Paul Condon, the Metropolitan Police Commissioner, said the service would be reshaped from eight into possibly five areas and more than 700 officers transferred from headquarters into divisions. The senior officers of the new, larger areas will be called chief constables, instead of deputy assistant commissioners.

The new title will invest the incumbents with an authority that their current positions lack, putting them on a level with chief constables of provincial forces. However, Mr Condon made it clear that he will still head the Metropolitan Police.

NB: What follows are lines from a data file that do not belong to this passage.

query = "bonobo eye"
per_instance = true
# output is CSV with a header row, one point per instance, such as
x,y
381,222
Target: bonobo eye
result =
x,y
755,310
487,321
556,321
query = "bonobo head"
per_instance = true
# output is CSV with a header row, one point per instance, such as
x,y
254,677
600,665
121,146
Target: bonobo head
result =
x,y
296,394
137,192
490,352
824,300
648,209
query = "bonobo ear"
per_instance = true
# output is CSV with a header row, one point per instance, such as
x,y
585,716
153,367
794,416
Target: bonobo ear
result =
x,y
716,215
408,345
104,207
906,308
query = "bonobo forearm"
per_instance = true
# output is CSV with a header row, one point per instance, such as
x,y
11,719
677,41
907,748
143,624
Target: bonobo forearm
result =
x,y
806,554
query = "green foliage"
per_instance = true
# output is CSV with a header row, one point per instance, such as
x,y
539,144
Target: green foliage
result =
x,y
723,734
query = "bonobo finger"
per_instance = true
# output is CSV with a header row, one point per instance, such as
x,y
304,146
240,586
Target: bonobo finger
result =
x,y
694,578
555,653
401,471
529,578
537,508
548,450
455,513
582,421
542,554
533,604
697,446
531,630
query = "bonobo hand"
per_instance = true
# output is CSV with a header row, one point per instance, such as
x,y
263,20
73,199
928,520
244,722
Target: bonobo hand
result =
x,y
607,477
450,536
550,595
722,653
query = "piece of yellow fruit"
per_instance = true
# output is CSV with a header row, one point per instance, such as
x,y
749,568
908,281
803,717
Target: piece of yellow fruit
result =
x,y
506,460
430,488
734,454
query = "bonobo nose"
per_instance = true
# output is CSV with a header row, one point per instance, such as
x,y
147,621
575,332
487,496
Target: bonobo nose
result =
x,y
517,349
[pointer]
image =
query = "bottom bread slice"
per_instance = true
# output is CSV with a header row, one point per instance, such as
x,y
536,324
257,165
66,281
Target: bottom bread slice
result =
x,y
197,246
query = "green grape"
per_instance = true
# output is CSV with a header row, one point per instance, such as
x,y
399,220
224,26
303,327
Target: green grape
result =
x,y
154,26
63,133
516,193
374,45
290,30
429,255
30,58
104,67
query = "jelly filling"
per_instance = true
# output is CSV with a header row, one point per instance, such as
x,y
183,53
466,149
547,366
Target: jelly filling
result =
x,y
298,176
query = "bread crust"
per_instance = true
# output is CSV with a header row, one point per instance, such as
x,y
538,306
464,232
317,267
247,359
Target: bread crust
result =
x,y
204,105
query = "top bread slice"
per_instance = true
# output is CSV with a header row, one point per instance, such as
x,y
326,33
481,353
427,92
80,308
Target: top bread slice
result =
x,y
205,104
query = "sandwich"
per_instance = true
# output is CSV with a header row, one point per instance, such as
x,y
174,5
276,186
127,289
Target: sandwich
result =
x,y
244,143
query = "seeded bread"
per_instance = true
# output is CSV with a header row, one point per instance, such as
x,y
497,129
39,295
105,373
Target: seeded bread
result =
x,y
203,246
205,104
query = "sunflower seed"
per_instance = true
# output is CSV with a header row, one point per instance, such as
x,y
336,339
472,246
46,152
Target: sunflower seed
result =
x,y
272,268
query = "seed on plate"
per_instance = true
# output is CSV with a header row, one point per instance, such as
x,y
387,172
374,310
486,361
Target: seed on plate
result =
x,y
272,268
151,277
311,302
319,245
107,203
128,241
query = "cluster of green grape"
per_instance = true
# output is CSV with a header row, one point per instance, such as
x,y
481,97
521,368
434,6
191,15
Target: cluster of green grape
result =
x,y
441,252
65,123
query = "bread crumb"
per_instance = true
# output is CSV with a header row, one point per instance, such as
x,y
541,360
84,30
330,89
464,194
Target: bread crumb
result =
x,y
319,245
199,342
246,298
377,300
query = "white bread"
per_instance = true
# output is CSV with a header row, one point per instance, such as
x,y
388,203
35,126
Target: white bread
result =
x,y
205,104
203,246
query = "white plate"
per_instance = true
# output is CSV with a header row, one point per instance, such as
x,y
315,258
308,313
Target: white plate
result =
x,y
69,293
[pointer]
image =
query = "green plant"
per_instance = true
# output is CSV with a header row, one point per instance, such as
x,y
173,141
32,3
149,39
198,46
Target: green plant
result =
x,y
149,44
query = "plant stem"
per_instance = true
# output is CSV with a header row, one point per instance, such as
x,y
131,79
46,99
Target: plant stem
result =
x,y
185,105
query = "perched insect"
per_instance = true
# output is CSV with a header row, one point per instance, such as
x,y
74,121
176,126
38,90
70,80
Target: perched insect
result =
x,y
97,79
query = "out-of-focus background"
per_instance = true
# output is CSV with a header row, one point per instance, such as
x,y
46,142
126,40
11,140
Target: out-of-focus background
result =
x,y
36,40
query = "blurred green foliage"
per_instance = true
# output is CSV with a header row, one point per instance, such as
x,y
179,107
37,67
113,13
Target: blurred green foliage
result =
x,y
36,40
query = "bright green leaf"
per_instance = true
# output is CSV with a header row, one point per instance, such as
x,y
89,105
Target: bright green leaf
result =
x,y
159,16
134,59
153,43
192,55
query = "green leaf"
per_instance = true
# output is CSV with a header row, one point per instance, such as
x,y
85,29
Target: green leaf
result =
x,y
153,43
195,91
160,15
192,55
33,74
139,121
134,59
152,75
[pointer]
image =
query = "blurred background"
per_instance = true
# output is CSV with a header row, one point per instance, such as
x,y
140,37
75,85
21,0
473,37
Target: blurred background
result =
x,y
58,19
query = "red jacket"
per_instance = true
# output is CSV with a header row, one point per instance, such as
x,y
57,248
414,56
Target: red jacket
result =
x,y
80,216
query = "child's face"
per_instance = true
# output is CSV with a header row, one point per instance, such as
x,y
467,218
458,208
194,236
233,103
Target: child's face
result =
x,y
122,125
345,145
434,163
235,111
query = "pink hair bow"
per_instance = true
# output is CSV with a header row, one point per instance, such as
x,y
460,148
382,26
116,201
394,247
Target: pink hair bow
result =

The 700 officers, out of a force of 27,000, will be moved to local divisions from both Scotland Yard itself and area headquarters by next April. Some of these may include displaced officers from the Special Branch, which is said to be under review following the ending of the Cold War.

Mr Condon said the service would also be looking at the divisional structure and seeking to create fewer, larger units. He said that rather than wait for the result of the Sheehy inquiry into policing, he wanted to press ahead with 'our own clear ideas'.

The moves were anticipated. They are in line with Mr Condon's policy when Chief Constable of Kent, the trend in the Metropolitan Police begun by Sir Kenneth Newman and the wishes of Kenn eth Clarke, the Home Secretary.

But last night there was a sense that the commissioner had moved earlier than anticipated. When he took over in February, he indicated a longer time scale.

Mr Condon may have been pressed into action by Mr Clarke. Last week, following the Independent's disclosures of falling detection rates, Mr Clarke said he had asked the Metropolitan Police for a report on its declining arrest rate. Despite steadily rising crime, arrests fell by 12 per cent during 1992; the number of investigations leading to charges or cautions dropped from 14 to 12 per cent of the total of recorded crime. The report concluded that the Yard's resources are stretched to the maximum and the decline is largely due to additional legislation, bureaucracy and new rules on evidence-gathering taking up the time of investigating officers.

The announcement follows a two-day meeting with senior officers held last week. Senior officers in charge of specialist squads in the Yard fought against the scale of the changes, but Mr Condon's view prevailed.

Derek Sawyer, chair of the police committee of the Association of London Authorities, said this week that the capital was facing a 'law-and-order crisis' and called on Mr Condon to shift resources from policing soft drugs, petty fraud and prostitution to burglary, street robbery and sexual assaults.